Маменька намедни меня навещала. Мы с ней вели долгую успокоительную беседу, я немного поплакал от счастья. Надзиратель страшно ругается и рукам волю даёт. Врезал ему хорошенько, от души, чтобы знал, свинья в ермолке: ежели я диссидент, это ещё не значит, что лупить меня надо ежедневно. Теперь за дверью стоит и всякую ерунду собирает, всякую всячину; будто, к примеру, маменька моя от меня отказалась, или что папаша был маньяком-насильником и убийцей. "Хотел тебя воспитать по Макаренко, - кричит, - человеком вырастить, жизнь на тебя положил... да всё зря, зря".
А я в ответ: "Чего, дяденька, вы до старости в надзирателях трётесь, из тюрьмы на покой не уходите? Пенсии не хватает? Или скупердяйство заело? Жизнь провели вы в тюрьме, в тюрьме и помрёте!". Решил больше его совсем не замечать. Пускай себе бесится. На улице, кстати, какой день чёрт-те что творится: утром вроде лето, вечером листья жёлтые, ночью снег валит, всё перепуталось в природе, экологический кризис, наверное, наступил.
Между прочим, на этот счёт давно предупреждали знающие люди. Надзирателя тоже вроде подменили. Тот, прежний, был здоровенный болван с волосатыми кулаками, чилийская горилла, хунвэйбин, одним словом, а новый - седой весь, скукоженный старикашка, чего с него взять? С придурью, зараза, скулит под дверью: "Женька, папенька я, папенька твой!". Господи помилуй, в этаких условиях приходится творить! Но я на него не реагирую. Пишу свои произведения пальцем на стене, и тут же запоминаю их, как Аркашка Гайдар, он как-то хвалился, что помнит свою "Голубую чашку" наизусть, и предлагал поспорить на лодочный мотор, но куда, куда Аркашке до меня!

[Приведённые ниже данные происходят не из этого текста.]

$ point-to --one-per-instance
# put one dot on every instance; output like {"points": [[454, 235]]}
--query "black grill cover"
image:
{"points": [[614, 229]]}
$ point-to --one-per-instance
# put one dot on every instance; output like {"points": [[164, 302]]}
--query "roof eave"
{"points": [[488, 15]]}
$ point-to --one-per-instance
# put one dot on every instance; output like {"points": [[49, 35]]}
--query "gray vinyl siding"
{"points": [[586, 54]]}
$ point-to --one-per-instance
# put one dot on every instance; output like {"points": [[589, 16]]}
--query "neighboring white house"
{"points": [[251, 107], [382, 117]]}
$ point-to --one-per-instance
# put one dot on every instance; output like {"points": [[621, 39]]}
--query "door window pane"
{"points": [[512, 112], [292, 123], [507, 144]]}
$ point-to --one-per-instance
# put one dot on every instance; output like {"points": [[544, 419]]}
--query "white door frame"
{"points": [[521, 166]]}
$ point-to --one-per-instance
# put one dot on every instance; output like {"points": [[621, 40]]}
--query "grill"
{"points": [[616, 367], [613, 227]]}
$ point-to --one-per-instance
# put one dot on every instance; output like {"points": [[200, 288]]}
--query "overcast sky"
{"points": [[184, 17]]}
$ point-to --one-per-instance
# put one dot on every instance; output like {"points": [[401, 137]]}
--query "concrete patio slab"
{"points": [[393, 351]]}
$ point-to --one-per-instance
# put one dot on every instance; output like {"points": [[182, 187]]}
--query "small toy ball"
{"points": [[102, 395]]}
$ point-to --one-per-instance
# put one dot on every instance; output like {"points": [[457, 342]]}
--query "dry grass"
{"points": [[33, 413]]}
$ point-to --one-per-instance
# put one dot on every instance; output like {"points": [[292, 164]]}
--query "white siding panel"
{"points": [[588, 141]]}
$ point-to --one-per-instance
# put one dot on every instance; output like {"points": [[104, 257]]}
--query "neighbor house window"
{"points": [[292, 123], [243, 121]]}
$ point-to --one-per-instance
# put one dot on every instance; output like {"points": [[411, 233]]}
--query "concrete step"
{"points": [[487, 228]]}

Жидковат будет, ежели по гамбургскому счёту брать, хоть и командовал полком в семнадцать лет, не люблю я, признаться, полковников, особенно тех, что заложников расстреливают, гвардии майоры - те как-то получше смотрятся, попроще, почеловечней. Взять, к примеру, Мигель де Сервантес, совсем другое дело, - писал бессмертные произведения и писал себе, как и я, телесно изнывая в тюрьме. То в плену у мавров, то за растрату в Испании сидел, а я не знаю, за что маюсь. У нас в России все не знают, за что сидят. Страна такая.

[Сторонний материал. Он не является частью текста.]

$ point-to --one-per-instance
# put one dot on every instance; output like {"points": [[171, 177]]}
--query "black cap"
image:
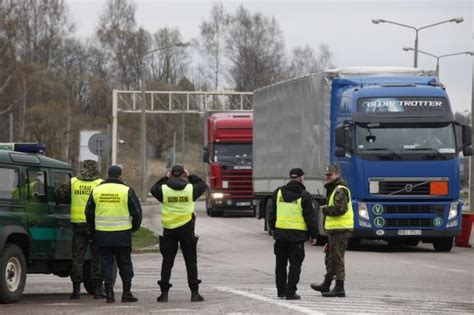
{"points": [[296, 172], [114, 171], [177, 170], [332, 169]]}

Иногда в моей голове, словно на стене ветхозаветного дворца во время пира, воспламеняются огненные строфы, и радостный, счастливый восторг охватывает душу: что за чудные картины возникают в видениях, какие трагические судьбы творит тогда мой бедный разум, воспарив птицей в бурных потоках воображения. Я переживаю необычайный подъём чувств, создавая новую величественную вселенную, испытывая бесконечные мгновения счастья, почти столь же радостные и возвышенные, какие выпадают при редких встречах с дорогой маменькой, столь же светлые и чистые, как её слёзы. И я пою или плачу.

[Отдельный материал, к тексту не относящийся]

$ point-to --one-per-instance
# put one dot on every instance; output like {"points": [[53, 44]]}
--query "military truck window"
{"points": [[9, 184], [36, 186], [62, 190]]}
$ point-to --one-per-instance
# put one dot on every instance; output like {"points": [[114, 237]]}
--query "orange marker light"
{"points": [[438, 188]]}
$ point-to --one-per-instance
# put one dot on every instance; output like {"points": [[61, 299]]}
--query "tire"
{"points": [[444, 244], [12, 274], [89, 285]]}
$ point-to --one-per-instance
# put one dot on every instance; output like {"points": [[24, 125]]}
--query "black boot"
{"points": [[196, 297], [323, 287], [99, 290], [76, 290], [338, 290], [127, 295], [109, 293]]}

Проклятый старикашка, этот цербер за дверью, мешает, хнычет и хнычет: скажи папенька... скажи папенька... ну скажи папенька... Вот ведь навязался на мою голову, олух царя небесного, и, чтобы не слышать его бреда, я затыкаю уши и громко читаю своё произведение вслух по памяти: СЕЛА МУХА НА ВАРЕНЬЕ, ВОТ И ВСЁ СТИХОТВОРЕНЬЕ! Показываю ему язык, строю зверскую рожу. Вот уж тогда и он рыдает взахлёб!